Early damage detection in the Tianjin-Yonghe Bridge by the classical MD technique and the EV statistic (Weibull).
Eventually, the final comparison is concerned with the numerical evaluations of the performances of the proposed RMDS-based and classical MD methods based on Type I, Type II, and total errors. Using the two threshold determination approaches, Table 5 gives the numbers and percentages of these errors. As can be perceived, the best performance in terms of the smallest rates of Type I and total errors belongs to the proposed RMDS-based method in conjunction with the EV statistic (Frechet). Furthermore, the EV theory is highly superior to the standard CI owing to smaller Type I and total errors. Although the standard CI provides smaller numbers and percentages of Type II error, the corresponding amounts concerning the proposed RMDS-based method are inconsiderable (i.e. only 8 points from 4800 norm values fall below the threshold limit gained by the EV statistic). However, this conclusion is not valid for the outputs of the MD metric based on the EV theory. In summary, the numerical evaluations in Table 5 confirm that the proposed RMDS-based method outperforms the classical MD technique and it is preferable to using the EV statistics for the threshold limit determination.
Performance evaluation of the feature classification methods using the EV statistics and standard CI for the threshold limit determination.
EV: extreme value; CI: confidence interval; RMDS: robust multidimensional scaling; MD: Mahalanobis distance.
Conclusion
This article has proposed a novel data-driven method for SHM under ambient vibration and high-dimensional features.
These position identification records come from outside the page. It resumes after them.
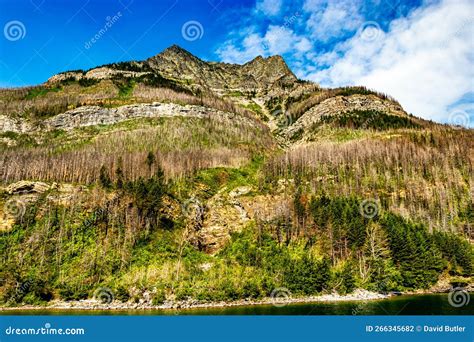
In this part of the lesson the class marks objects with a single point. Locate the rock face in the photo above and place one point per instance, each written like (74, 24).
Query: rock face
(340, 104)
(9, 124)
(95, 115)
(176, 63)
(27, 187)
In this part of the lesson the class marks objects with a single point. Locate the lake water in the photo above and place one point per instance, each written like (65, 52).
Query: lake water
(432, 304)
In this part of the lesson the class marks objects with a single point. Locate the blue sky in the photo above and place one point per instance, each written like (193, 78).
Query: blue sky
(420, 52)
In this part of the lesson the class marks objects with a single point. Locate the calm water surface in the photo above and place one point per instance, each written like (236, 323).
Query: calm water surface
(432, 304)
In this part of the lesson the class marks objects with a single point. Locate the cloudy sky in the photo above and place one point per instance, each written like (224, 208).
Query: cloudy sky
(420, 52)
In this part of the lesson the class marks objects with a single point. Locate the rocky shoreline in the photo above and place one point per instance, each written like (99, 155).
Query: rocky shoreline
(92, 304)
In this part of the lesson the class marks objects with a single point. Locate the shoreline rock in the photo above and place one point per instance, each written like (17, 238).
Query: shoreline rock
(91, 304)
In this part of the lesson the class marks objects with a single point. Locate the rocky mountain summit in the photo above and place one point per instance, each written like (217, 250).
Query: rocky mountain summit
(178, 180)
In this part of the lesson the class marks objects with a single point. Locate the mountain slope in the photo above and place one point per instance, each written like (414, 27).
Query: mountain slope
(175, 178)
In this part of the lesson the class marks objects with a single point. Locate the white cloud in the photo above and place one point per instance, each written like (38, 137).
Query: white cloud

The proposed method has been developed from the RMDS algorithm and some computational approaches to deal with the main limitation of using high-dimensional DSFs for early damage detection. The process of feature extraction has been performed by ARMA modeling and the model residuals of the normal and damaged conditions have been extracted as the main DSFs. For accurately detecting damage without any false alarm, the EV theory has been used to determine a reliable threshold value. The shape of GEV distribution has also been considered to choose an appropriate EV distribution for the threshold limit determination. Eventually, the experimental data sets of the IASC-ASCE benchmark problem and the Tianjin-Yonghe Bridge have been used to verify the accuracy and reliability of the proposed methods as well as some comparative studies.
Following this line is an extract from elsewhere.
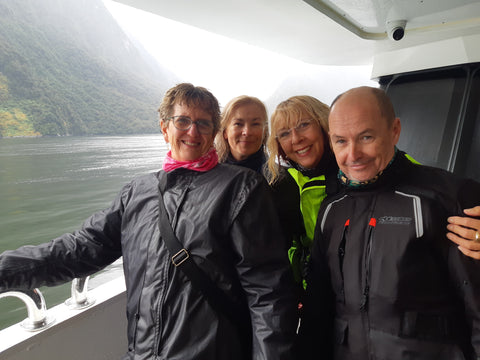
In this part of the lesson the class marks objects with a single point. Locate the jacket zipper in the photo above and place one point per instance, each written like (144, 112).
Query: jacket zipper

The results have shown that the proposed RMDS-based method with the aid of the ARMA residuals and the EV theory is highly able to detect early damage without any false alarm error. It has been observed that the distribution of embedding norm values of the normal condition used in the threshold limit determination is not normal, in which case the standard CI based on the normality assumption suffers from numerous Type I errors. Therefore, it is recommended to utilize the EV statistics in the threshold limit determination when the outputs of the feature classification method regarding the undamaged condition are non-normal. The comparison between the proposed RMDS-based method and the well-known MD technique has demonstrated that the former is superior to the latter in detecting small damage. Furthermore, the proposed RMDS-based method is more efficient than the MD technique due to providing much fewer outputs for feature classification and decision-making.
Footnotes
Acknowledgements
The authors express their sincere gratitude to the IASC-ASCE Structural Health Monitoring Task Group and Structural Monitoring and Control at the Harbin Institute of Technology in China for accessing their experimental data sets.
Declaration of conflicting interests
The author(s) declared no potential conflicts of interest with respect to the research, authorship, and/or publication of this article.
Funding
The author(s) received no financial support for the research, authorship, and/or publication of this article.